X, y = make_moons(n_samples = 100, noise = 0.3, random_state = 0)

plt.figure(figsize = (8, 8))
cm_bright = ListedColormap(['#FF0000', '#0000FF'])
plt.scatter(X[:, 0], X[:, 1], c = y, cmap = cm_bright, edgecolors = 'k')

3. 数据预处理与划分

使用标准化，60%训练集，40%测试集，固定一个随机种子

python 复制代码

# YOUR CODE HERE
scaler = StandardScaler()
X = scaler.fit_transform(X)
X_train, X_test, y_train, y_test = train_test_split(X, y, test_size=0.4, random_state=42)

训练集和测试集可视化

python 复制代码

cm = plt.cm.RdBu
cm_bright = ListedColormap(['#FF0000', '#0000FF'])
plt.figure(figsize = (8, 8))
plt.title("Input data")
# Plot the training points
plt.scatter(X_train[:, 0], X_train[:, 1], c=y_train, cmap=cm_bright, edgecolors='k')
# and testing points
plt.scatter(X_test[:, 0], X_test[:, 1], c=y_test, cmap=cm_bright, alpha=0.5, edgecolors='k')

4. 样本到分离超平面距离的可视化

我们使用SVM模型里面的decision_function方法，可以获得样本到分离超平面的距离。

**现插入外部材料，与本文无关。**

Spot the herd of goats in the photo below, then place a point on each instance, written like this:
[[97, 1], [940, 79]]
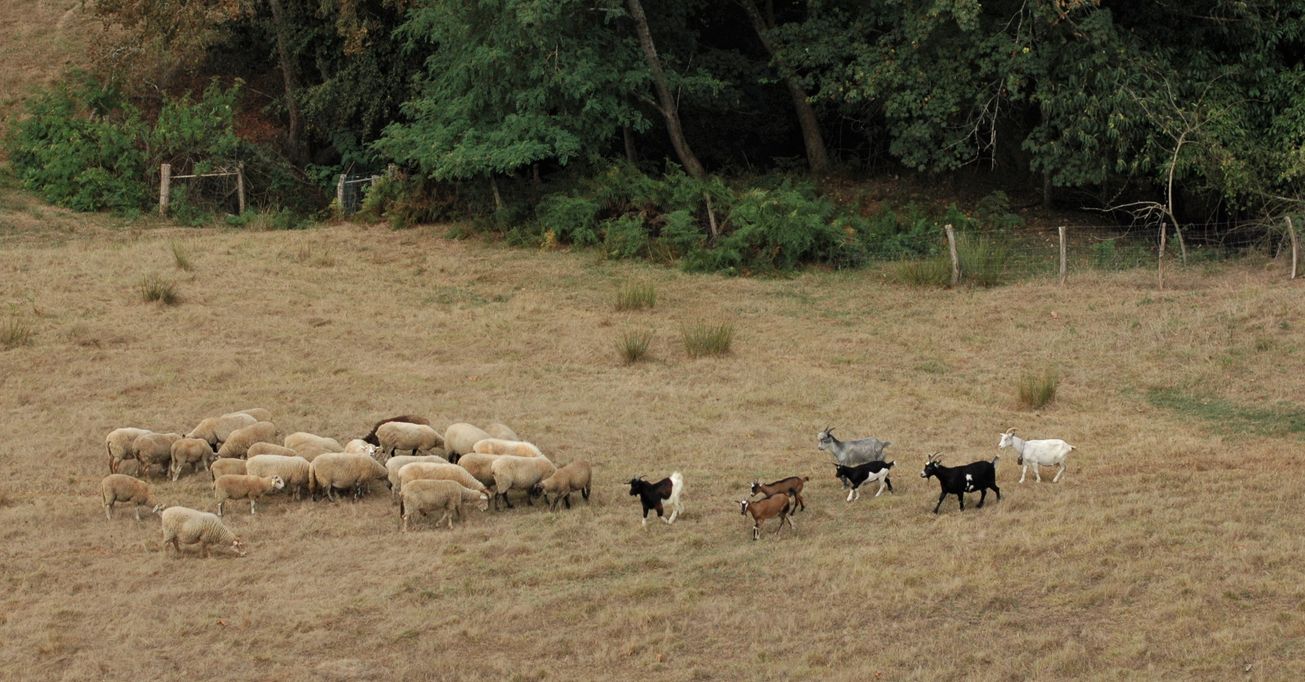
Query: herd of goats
[[239, 451]]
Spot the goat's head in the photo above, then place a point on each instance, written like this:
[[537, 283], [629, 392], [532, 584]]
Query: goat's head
[[931, 466]]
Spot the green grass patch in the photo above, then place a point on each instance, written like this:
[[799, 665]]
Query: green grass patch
[[702, 339], [1282, 419]]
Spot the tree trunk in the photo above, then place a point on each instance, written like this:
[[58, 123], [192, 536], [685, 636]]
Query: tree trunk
[[812, 138], [287, 74], [666, 102]]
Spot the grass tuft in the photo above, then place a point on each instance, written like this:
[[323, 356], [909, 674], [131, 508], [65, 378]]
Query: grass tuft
[[155, 288], [633, 346], [182, 256], [15, 333], [633, 296], [1038, 387], [701, 339]]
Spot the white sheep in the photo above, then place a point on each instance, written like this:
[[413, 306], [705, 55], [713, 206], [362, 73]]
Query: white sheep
[[1048, 453], [396, 436], [217, 429], [461, 438], [184, 526], [238, 442], [122, 488], [513, 472], [193, 453], [225, 466], [309, 445], [119, 445], [244, 488], [415, 471], [479, 466], [346, 471], [396, 463], [154, 450], [497, 446], [564, 481], [501, 430], [426, 496], [296, 471]]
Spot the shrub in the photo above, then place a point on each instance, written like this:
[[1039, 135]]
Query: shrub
[[702, 338], [633, 346], [1038, 387], [155, 288], [636, 296]]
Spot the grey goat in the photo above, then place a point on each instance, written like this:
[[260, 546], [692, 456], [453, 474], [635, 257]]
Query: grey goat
[[852, 453]]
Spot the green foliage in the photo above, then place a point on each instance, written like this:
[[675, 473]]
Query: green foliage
[[704, 339]]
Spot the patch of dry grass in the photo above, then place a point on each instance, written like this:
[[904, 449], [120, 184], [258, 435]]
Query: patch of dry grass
[[1168, 549]]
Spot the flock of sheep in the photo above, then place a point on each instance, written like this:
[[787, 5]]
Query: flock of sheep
[[478, 466]]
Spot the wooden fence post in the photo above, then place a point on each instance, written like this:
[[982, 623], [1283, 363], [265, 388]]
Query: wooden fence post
[[1064, 260], [165, 187], [240, 188], [1296, 248], [955, 260]]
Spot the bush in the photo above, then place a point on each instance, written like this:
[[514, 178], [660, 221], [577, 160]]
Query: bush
[[1038, 387], [701, 339]]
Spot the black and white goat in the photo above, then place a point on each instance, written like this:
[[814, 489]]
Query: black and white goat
[[855, 476], [959, 480], [653, 493]]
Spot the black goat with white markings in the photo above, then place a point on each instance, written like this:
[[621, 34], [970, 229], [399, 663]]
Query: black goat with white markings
[[959, 480]]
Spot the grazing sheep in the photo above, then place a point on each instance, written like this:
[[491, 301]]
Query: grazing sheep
[[407, 419], [501, 430], [218, 429], [296, 471], [513, 472], [497, 446], [461, 438], [563, 483], [396, 463], [244, 488], [479, 466], [1047, 453], [269, 449], [225, 466], [346, 471], [154, 450], [238, 442], [122, 488], [119, 445], [415, 471], [396, 436], [304, 442], [184, 526], [426, 496], [191, 453]]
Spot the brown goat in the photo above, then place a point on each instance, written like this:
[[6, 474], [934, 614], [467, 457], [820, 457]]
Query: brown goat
[[791, 487], [767, 507]]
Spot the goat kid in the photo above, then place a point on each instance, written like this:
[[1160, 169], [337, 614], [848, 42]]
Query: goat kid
[[651, 494], [769, 507], [791, 487], [959, 480], [855, 476]]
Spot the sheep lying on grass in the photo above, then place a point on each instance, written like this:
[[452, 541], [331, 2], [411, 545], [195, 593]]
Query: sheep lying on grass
[[239, 441], [563, 483], [296, 471], [192, 453], [122, 488], [236, 487], [184, 526], [518, 474], [426, 496]]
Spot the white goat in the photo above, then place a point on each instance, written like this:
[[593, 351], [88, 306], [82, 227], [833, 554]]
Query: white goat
[[1049, 453]]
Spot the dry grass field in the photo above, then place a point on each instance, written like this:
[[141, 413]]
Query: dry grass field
[[1172, 548]]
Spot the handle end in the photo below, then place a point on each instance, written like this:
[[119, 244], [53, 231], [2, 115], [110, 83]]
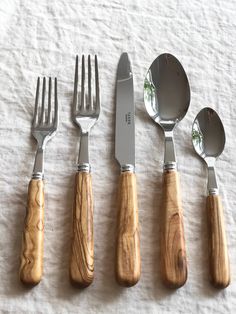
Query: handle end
[[128, 265], [173, 253], [218, 252], [31, 268]]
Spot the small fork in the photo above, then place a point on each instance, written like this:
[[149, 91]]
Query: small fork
[[44, 127], [85, 114]]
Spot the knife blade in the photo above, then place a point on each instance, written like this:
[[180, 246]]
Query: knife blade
[[125, 129], [128, 266]]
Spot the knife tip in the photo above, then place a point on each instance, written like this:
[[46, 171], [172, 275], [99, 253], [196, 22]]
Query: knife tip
[[124, 67]]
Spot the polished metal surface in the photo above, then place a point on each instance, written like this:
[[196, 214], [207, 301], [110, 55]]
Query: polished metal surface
[[86, 108], [167, 98], [208, 139], [125, 124], [45, 123]]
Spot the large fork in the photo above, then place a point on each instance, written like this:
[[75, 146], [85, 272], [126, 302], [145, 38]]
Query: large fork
[[85, 114], [44, 127]]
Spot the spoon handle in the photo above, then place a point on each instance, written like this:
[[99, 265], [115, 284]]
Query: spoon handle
[[128, 246], [173, 254], [218, 253]]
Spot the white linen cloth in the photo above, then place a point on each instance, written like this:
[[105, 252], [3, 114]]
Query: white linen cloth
[[40, 38]]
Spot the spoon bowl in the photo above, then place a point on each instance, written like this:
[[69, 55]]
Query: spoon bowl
[[167, 99], [166, 91], [208, 135]]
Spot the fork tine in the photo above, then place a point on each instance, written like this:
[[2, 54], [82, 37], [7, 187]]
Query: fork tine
[[41, 120], [75, 86], [49, 101], [56, 114], [82, 84], [90, 104], [35, 118], [97, 93]]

下面的函数将图的背景变成数据点，计算每个数据点到分离超平面的距离，映射到不同深浅的颜色上，绘制出了不同颜色的背景。

python 复制代码

def plot_model(model, title):
    
    # 训练模型，计算精度
    # YOUR CODE HERE
    model.fit(X_train, y_train)
    score_train = model.score(X_train, y_train)
    score_test = model.score(X_test, y_test)
    
    # 将背景网格化
    h = 0.02
    x_min, x_max = X[:, 0].min() - .5, X[:, 0].max() + .5
    y_min, y_max = X[:, 1].min() - .5, X[:, 1].max() + .5
    xx, yy = np.meshgrid(np.arange(x_min, x_max, h),
                         np.arange(y_min, y_max, h))
    
    # 计算每个点到分离超平面的距离
    # YOUR CODE HERE
    Z = model.decision_function(np.c_[xx.ravel(), yy.ravel()])
    Z = Z.reshape(xx.shape)
    
    # 设置图的大小
    plt.figure(figsize = (14, 6))
    
    # 绘制训练集的子图
    plt.subplot(121)
    
    # 绘制决策边界
    plt.contourf(xx, yy, Z, cmap = cm, alpha=.8)

    # 绘制训练集的样本
    plt.scatter(X_train[:, 0], X_train[:, 1], c=y_train, cmap=cm_bright, edgecolors='k')
    
    # 设置图的上下左右界
    plt.xlim(xx.min(), xx.max())
    plt.ylim(yy.min(), yy.max())
    
    # 设置子图标题
    plt.title("training set")
    
    # 图的右下角写出在当前数据集中的精度
    plt.text(xx.max() - .3, yy.min() + .3, ('acc: %.3f' % score_train).lstrip('0'), size=15, horizontalalignment='right')
    
    plt.subplot(122)
    plt.contourf(xx, yy, Z, cmap = cm, alpha=.8)
    
    plt.scatter(X_test[:, 0], X_test[:, 1], c=y_test, cmap=cm_bright, edgecolors='k', alpha=0.6)
    
    plt.xlim(xx.min(), xx.max())
    plt.ylim(yy.min(), yy.max())
    
    plt.title("testing set")

    plt.text(xx.max() - .3, yy.min() + .3, ('acc: %.3f' % score_test).lstrip('0'), size=15, horizontalalignment='right')

    plt.suptitle(title)

我们尝试绘制线性核的分类效果图

python 复制代码

plot_model(SVC(kernel = "linear", probability = True), 'Linear SVM')

作业1：请你尝试使用其他的核函数，绘制分类效果图

1. 高斯核，又称径向基函数(Radial Basis Function)，指定kernel为"rbf"即可

python 复制代码

# YOUR CODE HERE
plot_model(SVC(kernel = "rbf", probability = True), 'Linear SVM')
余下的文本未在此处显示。